The M1841 Mississippi rifle is a muzzle-loading percussion rifle used in the Mexican–American War and the American Civil War. When Eli Whitney Blake took over management of the Harpers Ferry Armory in 1842, he set about tooling up under his new contract from the U.S. government for making the model 1841 percussion rifle. Machinery and fixtures for making the 1822 contract flintlock musket had to be retooled or replaced in order to produce the lock and barrel of the new model. Whitney, Jr. had the good sense to hire Thomas Warner as foreman, who, as master armorer at Springfield Armory, had just been making the same kind of major changes there. Thomas Warner had spearheaded the drive to equip the Springfield Armory with a set of new, more precise machines and a system of gauging that made it possible for the first time to achieve, in the late 1840s, the long-desired goal of interchangeability of parts in military small arms. Under his tutelage, Eli Whitney, Jr. equipped the Whitney Armory to do likewise.

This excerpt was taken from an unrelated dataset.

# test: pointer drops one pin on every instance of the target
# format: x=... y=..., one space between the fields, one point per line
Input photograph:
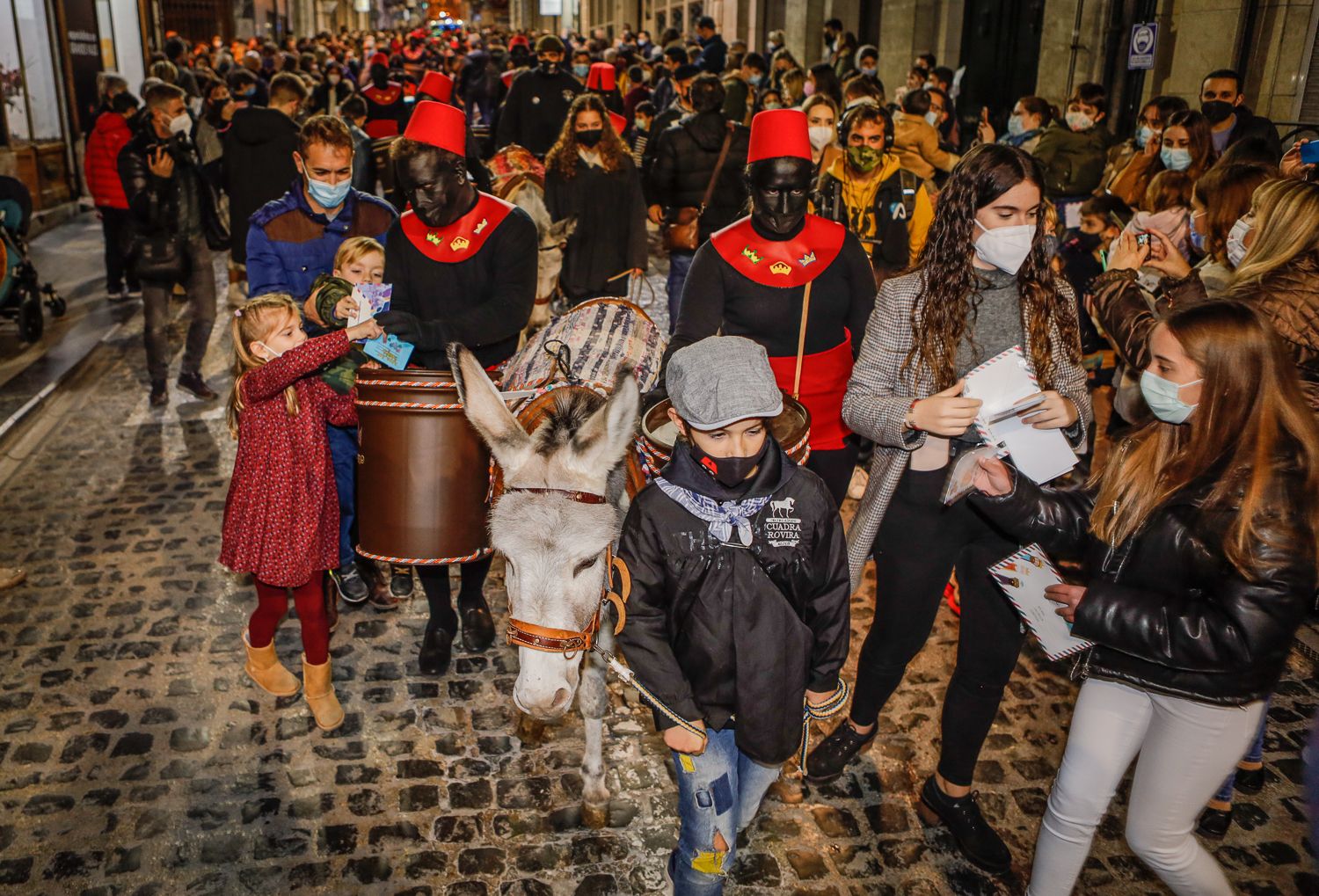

The nickname "Mississippi" originated in the Mexican–American War when future Confederate president Jefferson Davis was appointed Colonel of the Mississippi Rifles, a volunteer regiment from the state of Mississippi. Colonel Davis sought to arm his regiment with the Model 1841 rifles. At this time, smoothbore muskets were still the primary infantry weapon and any unit with rifles was considered special and designated as such. Davis clashed with his commanding officer, General Winfield Scott, who said that the weapons were insufficiently tested and refused the request. Davis took his case to the President James Knox Polk who agreed with Davis that his men be armed with them. The incident was the start of a lifelong feud between Davis and Scott.